Once you’ve arrived in Berlin, there are a few practical things you’ll want to consider to ease your transition into a solidified Berlin resident.
- Jobs: International students in Berlin are allowed to work 120 full days or 240 half days per year, and must register with the Agentur für Arbeit (Federal Employment Agency) and the Ausländerbehörde (foreigner’s office). Many students take up roles as academic or library assistant, in the hospitality or retail sectors, or work online. A paid internship in one of Berlin’s many international companies can also be a great opportunity to work in your field of interest while you study.
- Banks: A German bank account is an absolute necessity when it comes to renting a flat, receiving a salary, or in some cases, making purchases. Popular banks amongst international students include DKB, Deutsche Bank, Commerzbank, ING, and Sparkasse, all of which provide convenient services for students and dedicated English speaking customer service. If you need a blocked account (Sperrkonto) for your visa, Deutsche Bank, Fintiba, X-patrio and some Sparkasse branches can help provide one.
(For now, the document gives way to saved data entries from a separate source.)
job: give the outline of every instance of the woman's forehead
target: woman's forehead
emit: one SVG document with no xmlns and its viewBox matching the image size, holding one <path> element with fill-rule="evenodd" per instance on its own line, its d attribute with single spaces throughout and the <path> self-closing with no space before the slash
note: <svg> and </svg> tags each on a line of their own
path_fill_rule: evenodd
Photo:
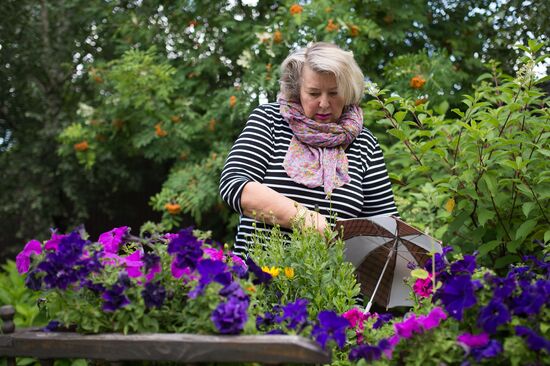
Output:
<svg viewBox="0 0 550 366">
<path fill-rule="evenodd" d="M 336 76 L 330 72 L 317 72 L 307 65 L 302 70 L 302 86 L 305 88 L 337 88 Z"/>
</svg>

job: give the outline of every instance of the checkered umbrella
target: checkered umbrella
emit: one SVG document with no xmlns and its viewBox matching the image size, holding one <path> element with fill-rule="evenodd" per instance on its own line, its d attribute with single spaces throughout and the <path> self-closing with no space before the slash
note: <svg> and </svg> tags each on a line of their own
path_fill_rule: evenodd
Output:
<svg viewBox="0 0 550 366">
<path fill-rule="evenodd" d="M 441 243 L 395 216 L 338 220 L 336 229 L 345 240 L 345 257 L 356 268 L 361 293 L 386 308 L 410 306 L 409 263 L 424 267 Z"/>
</svg>

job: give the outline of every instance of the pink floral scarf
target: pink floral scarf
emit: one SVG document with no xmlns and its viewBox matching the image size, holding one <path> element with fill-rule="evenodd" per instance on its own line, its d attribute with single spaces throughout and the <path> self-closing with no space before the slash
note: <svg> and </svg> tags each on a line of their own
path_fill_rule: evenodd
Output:
<svg viewBox="0 0 550 366">
<path fill-rule="evenodd" d="M 319 123 L 306 117 L 300 103 L 283 98 L 278 102 L 294 133 L 283 162 L 288 176 L 308 188 L 323 186 L 326 194 L 348 183 L 344 150 L 363 129 L 361 108 L 346 106 L 337 123 Z"/>
</svg>

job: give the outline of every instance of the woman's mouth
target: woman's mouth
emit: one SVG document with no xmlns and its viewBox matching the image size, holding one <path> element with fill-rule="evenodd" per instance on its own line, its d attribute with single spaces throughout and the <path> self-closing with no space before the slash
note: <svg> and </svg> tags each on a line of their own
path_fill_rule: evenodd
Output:
<svg viewBox="0 0 550 366">
<path fill-rule="evenodd" d="M 317 117 L 317 119 L 320 119 L 320 120 L 326 120 L 326 119 L 329 119 L 330 118 L 330 113 L 317 113 L 315 115 L 315 117 Z"/>
</svg>

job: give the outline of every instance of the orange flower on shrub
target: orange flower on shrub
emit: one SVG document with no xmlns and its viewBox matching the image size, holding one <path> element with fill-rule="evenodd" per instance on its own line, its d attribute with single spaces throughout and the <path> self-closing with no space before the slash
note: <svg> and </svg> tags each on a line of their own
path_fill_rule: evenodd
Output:
<svg viewBox="0 0 550 366">
<path fill-rule="evenodd" d="M 281 43 L 283 41 L 283 34 L 279 31 L 273 33 L 273 42 Z"/>
<path fill-rule="evenodd" d="M 393 23 L 395 18 L 393 17 L 392 14 L 388 14 L 388 15 L 384 16 L 384 18 L 382 18 L 382 19 L 384 20 L 384 23 L 390 25 L 390 24 Z"/>
<path fill-rule="evenodd" d="M 88 141 L 83 140 L 83 141 L 81 141 L 81 142 L 79 142 L 79 143 L 77 143 L 77 144 L 74 144 L 73 147 L 74 147 L 74 149 L 75 149 L 76 151 L 81 151 L 81 152 L 82 152 L 82 151 L 86 151 L 86 150 L 88 150 L 88 148 L 89 148 L 89 146 L 88 146 Z"/>
<path fill-rule="evenodd" d="M 174 123 L 178 123 L 181 121 L 181 117 L 180 116 L 176 116 L 176 115 L 173 115 L 172 117 L 170 117 L 170 120 Z"/>
<path fill-rule="evenodd" d="M 237 97 L 232 95 L 229 97 L 229 106 L 233 108 L 237 104 Z"/>
<path fill-rule="evenodd" d="M 325 8 L 325 13 L 327 13 L 327 14 L 328 14 L 328 13 L 332 13 L 332 8 L 331 8 L 330 6 L 327 6 L 327 7 Z"/>
<path fill-rule="evenodd" d="M 420 89 L 426 84 L 426 80 L 421 75 L 413 76 L 410 82 L 411 88 Z"/>
<path fill-rule="evenodd" d="M 327 26 L 325 27 L 326 31 L 327 32 L 334 32 L 334 31 L 337 31 L 338 28 L 340 28 L 338 26 L 338 24 L 335 24 L 334 21 L 332 19 L 329 19 L 328 20 L 328 24 Z"/>
<path fill-rule="evenodd" d="M 357 37 L 359 35 L 359 27 L 356 25 L 349 26 L 349 35 L 352 37 Z"/>
<path fill-rule="evenodd" d="M 162 129 L 160 122 L 155 125 L 155 135 L 157 135 L 158 137 L 164 137 L 168 135 L 168 132 Z"/>
<path fill-rule="evenodd" d="M 181 212 L 181 206 L 177 203 L 167 203 L 164 205 L 164 208 L 170 215 L 177 215 Z"/>
<path fill-rule="evenodd" d="M 291 15 L 301 14 L 302 10 L 303 8 L 300 5 L 294 4 L 290 7 L 290 14 Z"/>
</svg>

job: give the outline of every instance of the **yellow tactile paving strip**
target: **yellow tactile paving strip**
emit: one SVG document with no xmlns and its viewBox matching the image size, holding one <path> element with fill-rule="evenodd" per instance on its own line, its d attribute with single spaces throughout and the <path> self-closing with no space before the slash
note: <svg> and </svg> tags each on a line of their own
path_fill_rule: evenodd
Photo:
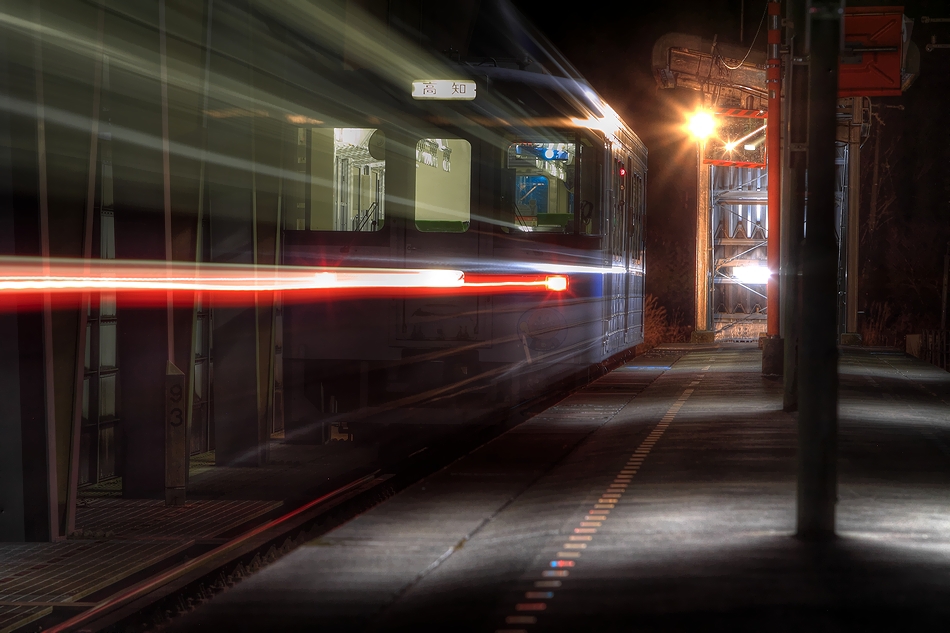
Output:
<svg viewBox="0 0 950 633">
<path fill-rule="evenodd" d="M 702 372 L 709 371 L 709 365 L 702 368 Z M 537 624 L 538 616 L 533 614 L 542 613 L 547 610 L 548 600 L 555 597 L 557 589 L 563 585 L 564 578 L 568 578 L 571 569 L 576 567 L 583 555 L 583 550 L 587 545 L 593 542 L 598 528 L 610 518 L 610 511 L 613 510 L 623 498 L 633 477 L 643 465 L 643 461 L 650 454 L 654 445 L 663 437 L 663 433 L 669 427 L 670 423 L 676 418 L 676 414 L 686 404 L 686 401 L 699 386 L 705 377 L 705 373 L 700 373 L 686 389 L 680 394 L 679 398 L 666 411 L 660 421 L 653 427 L 653 430 L 640 442 L 640 445 L 633 451 L 627 463 L 620 472 L 617 473 L 614 480 L 607 486 L 606 490 L 597 495 L 590 510 L 584 516 L 582 521 L 578 522 L 577 527 L 573 529 L 573 534 L 568 535 L 567 542 L 560 545 L 560 551 L 550 562 L 550 568 L 541 571 L 541 578 L 534 581 L 534 590 L 527 591 L 524 594 L 524 601 L 516 602 L 513 612 L 505 617 L 505 627 L 512 625 Z M 495 633 L 527 633 L 527 629 L 522 628 L 499 628 Z"/>
</svg>

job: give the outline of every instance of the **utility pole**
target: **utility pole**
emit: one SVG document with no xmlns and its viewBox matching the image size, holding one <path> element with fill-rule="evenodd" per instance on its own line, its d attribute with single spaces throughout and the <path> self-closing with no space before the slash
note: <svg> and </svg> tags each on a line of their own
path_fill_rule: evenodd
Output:
<svg viewBox="0 0 950 633">
<path fill-rule="evenodd" d="M 838 456 L 835 131 L 844 3 L 808 6 L 808 222 L 798 353 L 798 536 L 834 536 Z"/>
</svg>

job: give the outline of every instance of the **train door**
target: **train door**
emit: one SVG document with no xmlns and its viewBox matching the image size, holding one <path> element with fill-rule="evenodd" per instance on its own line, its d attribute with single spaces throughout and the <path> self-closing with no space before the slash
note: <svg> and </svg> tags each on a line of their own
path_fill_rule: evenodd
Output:
<svg viewBox="0 0 950 633">
<path fill-rule="evenodd" d="M 480 255 L 490 256 L 490 248 L 480 253 L 485 249 L 480 240 L 484 231 L 476 213 L 484 189 L 478 186 L 484 150 L 477 140 L 438 134 L 414 139 L 414 193 L 405 219 L 404 261 L 407 267 L 471 271 Z M 413 297 L 398 304 L 393 339 L 404 356 L 426 349 L 471 348 L 473 342 L 491 337 L 488 297 Z M 452 356 L 427 367 L 424 382 L 463 379 L 470 363 Z"/>
<path fill-rule="evenodd" d="M 626 234 L 626 200 L 625 180 L 627 170 L 623 162 L 623 153 L 614 147 L 611 151 L 611 160 L 608 161 L 606 178 L 606 225 L 604 240 L 604 265 L 609 269 L 606 277 L 610 279 L 605 284 L 605 305 L 609 310 L 607 315 L 608 351 L 616 353 L 623 349 L 626 330 L 627 312 L 627 275 L 624 266 L 625 234 Z M 609 287 L 608 287 L 609 286 Z"/>
<path fill-rule="evenodd" d="M 630 336 L 630 297 L 633 296 L 633 248 L 634 240 L 631 232 L 634 209 L 630 206 L 630 182 L 633 160 L 626 152 L 620 155 L 620 200 L 623 207 L 621 220 L 621 239 L 623 241 L 619 265 L 623 268 L 623 342 L 626 347 L 632 340 Z"/>
<path fill-rule="evenodd" d="M 644 301 L 644 209 L 645 194 L 644 175 L 639 171 L 637 162 L 628 159 L 628 236 L 630 246 L 627 249 L 627 285 L 630 342 L 637 344 L 643 341 L 643 301 Z"/>
</svg>

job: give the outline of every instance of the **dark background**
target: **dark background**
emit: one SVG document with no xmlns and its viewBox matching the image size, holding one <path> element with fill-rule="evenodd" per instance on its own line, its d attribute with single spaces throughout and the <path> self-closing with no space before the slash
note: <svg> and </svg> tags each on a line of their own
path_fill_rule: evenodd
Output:
<svg viewBox="0 0 950 633">
<path fill-rule="evenodd" d="M 746 46 L 765 1 L 745 2 Z M 667 325 L 673 326 L 666 337 L 688 334 L 693 326 L 696 159 L 680 125 L 682 113 L 698 103 L 699 93 L 658 90 L 651 52 L 657 38 L 672 31 L 739 43 L 742 2 L 595 2 L 586 5 L 588 11 L 569 12 L 555 10 L 549 1 L 514 3 L 649 148 L 647 292 L 656 297 L 657 307 L 665 308 Z M 858 310 L 867 344 L 903 345 L 905 334 L 939 327 L 943 259 L 950 239 L 950 49 L 924 49 L 931 36 L 950 43 L 950 23 L 920 22 L 923 15 L 950 17 L 950 2 L 920 0 L 906 4 L 904 13 L 914 18 L 920 75 L 902 97 L 871 100 L 883 125 L 874 121 L 862 151 Z M 765 39 L 763 25 L 756 48 L 764 50 Z M 872 223 L 875 134 L 881 135 L 880 190 Z"/>
</svg>

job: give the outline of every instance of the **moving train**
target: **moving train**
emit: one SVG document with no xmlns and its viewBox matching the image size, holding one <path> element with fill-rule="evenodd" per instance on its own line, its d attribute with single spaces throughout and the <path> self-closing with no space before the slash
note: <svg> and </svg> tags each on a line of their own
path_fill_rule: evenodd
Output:
<svg viewBox="0 0 950 633">
<path fill-rule="evenodd" d="M 438 56 L 402 84 L 352 72 L 374 105 L 291 134 L 301 178 L 283 263 L 550 273 L 568 287 L 285 305 L 288 438 L 450 425 L 584 382 L 643 342 L 646 148 L 582 78 L 526 52 Z"/>
<path fill-rule="evenodd" d="M 353 451 L 334 471 L 642 342 L 646 149 L 506 0 L 35 4 L 0 25 L 0 256 L 87 285 L 33 295 L 5 367 L 44 386 L 24 392 L 24 428 L 47 420 L 74 500 L 117 477 L 129 498 L 164 494 L 172 366 L 202 463 Z M 254 285 L 315 266 L 468 286 Z M 201 285 L 174 294 L 143 270 Z M 251 290 L 221 300 L 223 272 Z M 509 284 L 525 279 L 544 287 Z"/>
</svg>

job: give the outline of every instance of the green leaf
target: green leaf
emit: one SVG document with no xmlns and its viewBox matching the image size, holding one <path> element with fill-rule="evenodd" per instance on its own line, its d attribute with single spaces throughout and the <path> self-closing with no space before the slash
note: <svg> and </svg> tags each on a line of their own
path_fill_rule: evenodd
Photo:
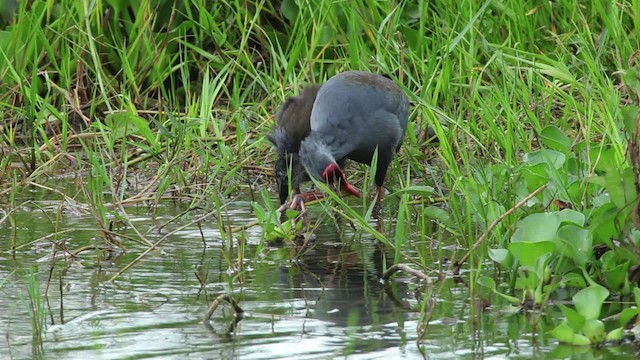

- Mobile phone plans: Once you’ve registered your address and opened a bank account, you’ll be able to set up a 1-2 year contract with a local provider, such as T-Mobile, Vodafone, O2, or 1&1. If you’re looking for greater flexibility, you can also purchase a sim card and pay as you go.
- German language exchange: Learning basic German can help you integrate and expand your job possibilities both during and after your studies. There are a number of language tandems across the city where you can meet fellow German students and improve your knowledge of the local language. You can also find free exchange groups on websites like Meetup where you can make friends and learn at the same time.
- Legal advice/aid for foreigners: Germany is one of the first countries that introduced a free legal support system for those who need it. Legal aid consists of Beratungshilfe (legal advice) and/or Prozesskostenhilfe (legal representation), and is available to all residents, including foreigners. To make an appointment, Google “Amtsgericht + Berlin” to find a Rechtspfleger (paralegal) in your district.
These are just a few of the things that might help you along with your relocation. With that said, a little bit of German organisation and planning will go a long way in making your move as smooth and straightforward as possible.